The proposed programme consists of up to 250 MW of utility-owned PV generation and an additional 250 MW to be built and owned by independent developers under a “streamlined regulatory process.” PG&E hopes for approval from the California Public Utilities Commission later this year.
Expected to be up and running by 2015, the PV solar projects are projected to deliver more than 1,000 GWh of solar power annually. In all, the programme could meet over 1.3% of PG&E’s electricity demand.
PG&E’s solar PV programme targets mid-sized projects, typically 1-20 MW mounted on the ground or rooftops, within its service area. Where feasible, projects developed and owned by PG&E could be built on land already owned by the utility or near its substations to minimise the cost and delays of interconnecting them to the power grid.
Projects developed by independent parties would be offered a standard contract and pricing derived from the utility’s own costs to streamline review of their applications.
Julia Hamm, Executive Director at the Solar Electric Power Association (SEPA), greets the announcement, saying: “According to nationwide data collected by the Solar Electric Power Association, as of the end of 2007 more than 50% of all photovoltaic systems in the country were located in PG&E's service territory.
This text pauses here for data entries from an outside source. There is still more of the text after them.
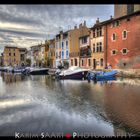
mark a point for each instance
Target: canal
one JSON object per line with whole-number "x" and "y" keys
{"x": 36, "y": 104}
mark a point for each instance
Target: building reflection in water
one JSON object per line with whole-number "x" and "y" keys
{"x": 122, "y": 107}
{"x": 11, "y": 78}
{"x": 105, "y": 108}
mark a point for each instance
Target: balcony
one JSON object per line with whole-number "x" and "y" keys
{"x": 85, "y": 52}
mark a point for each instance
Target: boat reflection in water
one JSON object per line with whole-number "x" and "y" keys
{"x": 38, "y": 104}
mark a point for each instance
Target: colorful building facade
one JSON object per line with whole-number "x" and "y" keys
{"x": 121, "y": 41}
{"x": 74, "y": 43}
{"x": 11, "y": 56}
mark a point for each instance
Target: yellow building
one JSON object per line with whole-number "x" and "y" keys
{"x": 46, "y": 56}
{"x": 23, "y": 56}
{"x": 97, "y": 45}
{"x": 11, "y": 56}
{"x": 125, "y": 9}
{"x": 52, "y": 52}
{"x": 74, "y": 46}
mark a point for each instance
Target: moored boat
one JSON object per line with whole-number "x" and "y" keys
{"x": 101, "y": 75}
{"x": 39, "y": 71}
{"x": 73, "y": 72}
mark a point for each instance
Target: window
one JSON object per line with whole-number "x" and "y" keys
{"x": 89, "y": 62}
{"x": 124, "y": 51}
{"x": 84, "y": 40}
{"x": 114, "y": 52}
{"x": 67, "y": 54}
{"x": 124, "y": 34}
{"x": 62, "y": 45}
{"x": 100, "y": 47}
{"x": 75, "y": 62}
{"x": 71, "y": 62}
{"x": 66, "y": 43}
{"x": 93, "y": 33}
{"x": 56, "y": 54}
{"x": 114, "y": 36}
{"x": 62, "y": 54}
{"x": 99, "y": 32}
{"x": 93, "y": 48}
{"x": 115, "y": 23}
{"x": 97, "y": 48}
{"x": 101, "y": 62}
{"x": 130, "y": 8}
{"x": 82, "y": 62}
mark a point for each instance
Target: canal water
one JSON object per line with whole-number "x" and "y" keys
{"x": 40, "y": 104}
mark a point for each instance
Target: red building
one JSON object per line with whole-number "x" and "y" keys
{"x": 121, "y": 41}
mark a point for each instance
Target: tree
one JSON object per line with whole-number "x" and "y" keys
{"x": 28, "y": 62}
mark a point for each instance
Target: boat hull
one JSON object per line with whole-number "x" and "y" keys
{"x": 39, "y": 72}
{"x": 74, "y": 76}
{"x": 102, "y": 76}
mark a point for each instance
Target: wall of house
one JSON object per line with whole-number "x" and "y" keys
{"x": 132, "y": 58}
{"x": 11, "y": 60}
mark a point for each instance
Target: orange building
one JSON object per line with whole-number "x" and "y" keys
{"x": 11, "y": 56}
{"x": 121, "y": 41}
{"x": 74, "y": 44}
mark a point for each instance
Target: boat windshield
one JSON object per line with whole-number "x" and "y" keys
{"x": 74, "y": 68}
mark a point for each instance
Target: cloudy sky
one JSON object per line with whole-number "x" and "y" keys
{"x": 27, "y": 25}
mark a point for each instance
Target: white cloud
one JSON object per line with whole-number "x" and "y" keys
{"x": 26, "y": 25}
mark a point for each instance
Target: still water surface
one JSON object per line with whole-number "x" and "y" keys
{"x": 39, "y": 104}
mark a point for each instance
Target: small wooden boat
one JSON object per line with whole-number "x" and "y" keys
{"x": 100, "y": 75}
{"x": 73, "y": 72}
{"x": 39, "y": 71}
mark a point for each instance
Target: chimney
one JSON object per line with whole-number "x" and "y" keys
{"x": 80, "y": 25}
{"x": 75, "y": 27}
{"x": 84, "y": 23}
{"x": 61, "y": 32}
{"x": 97, "y": 21}
{"x": 111, "y": 17}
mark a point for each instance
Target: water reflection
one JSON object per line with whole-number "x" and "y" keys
{"x": 41, "y": 104}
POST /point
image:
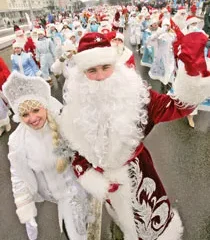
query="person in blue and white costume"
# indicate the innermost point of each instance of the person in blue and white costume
(192, 25)
(39, 158)
(64, 66)
(163, 67)
(45, 54)
(92, 25)
(132, 24)
(23, 62)
(57, 38)
(66, 30)
(150, 43)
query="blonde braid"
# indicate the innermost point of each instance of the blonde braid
(61, 163)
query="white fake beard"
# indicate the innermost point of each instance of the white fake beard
(104, 120)
(193, 29)
(21, 40)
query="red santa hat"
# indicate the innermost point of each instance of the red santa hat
(182, 9)
(19, 32)
(152, 21)
(94, 49)
(119, 36)
(17, 44)
(191, 19)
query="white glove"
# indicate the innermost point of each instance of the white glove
(31, 229)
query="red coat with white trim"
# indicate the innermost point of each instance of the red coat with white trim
(149, 207)
(4, 72)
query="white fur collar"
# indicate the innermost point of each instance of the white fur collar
(105, 123)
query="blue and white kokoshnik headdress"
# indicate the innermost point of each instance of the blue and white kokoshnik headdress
(19, 88)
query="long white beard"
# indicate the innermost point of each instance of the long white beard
(21, 40)
(104, 120)
(119, 48)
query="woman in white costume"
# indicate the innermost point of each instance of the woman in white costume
(64, 65)
(39, 158)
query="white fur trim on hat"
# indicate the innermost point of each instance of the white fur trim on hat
(152, 21)
(18, 45)
(166, 21)
(119, 36)
(192, 20)
(19, 32)
(41, 31)
(95, 56)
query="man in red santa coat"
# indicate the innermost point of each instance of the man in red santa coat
(110, 113)
(4, 72)
(125, 55)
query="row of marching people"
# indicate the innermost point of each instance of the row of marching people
(160, 45)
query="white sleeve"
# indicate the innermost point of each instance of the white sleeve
(23, 197)
(57, 67)
(26, 208)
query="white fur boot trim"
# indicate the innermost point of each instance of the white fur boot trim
(121, 202)
(175, 229)
(27, 212)
(95, 183)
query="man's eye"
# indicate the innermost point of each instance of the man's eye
(25, 115)
(36, 110)
(91, 71)
(106, 67)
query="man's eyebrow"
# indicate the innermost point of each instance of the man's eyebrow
(106, 65)
(90, 69)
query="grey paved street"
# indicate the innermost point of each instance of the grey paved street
(182, 158)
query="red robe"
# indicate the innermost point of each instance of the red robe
(4, 72)
(150, 205)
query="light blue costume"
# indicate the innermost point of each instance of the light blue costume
(45, 54)
(148, 54)
(24, 64)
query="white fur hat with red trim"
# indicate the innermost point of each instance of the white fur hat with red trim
(182, 10)
(191, 19)
(19, 32)
(94, 49)
(18, 44)
(119, 36)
“PG&E continues to demonstrate its leadership role with the announcement of this new 500 MW programme, as well as last year's announcement of plans to purchase the output of two PV plants totalling 800 MW,” she says.
PG&E was the number one ranked utility in SEPA's 2007 Top Ten Utility Solar Integration Rankings for the most solar electric capacity on the customer side of the meter. In addition, the utility received the SEPA Award for Solar Portfolio Leadership in both 2007 and 2008 for its on-going efforts to diversify its electricity portfolio with a suite of solar programmes.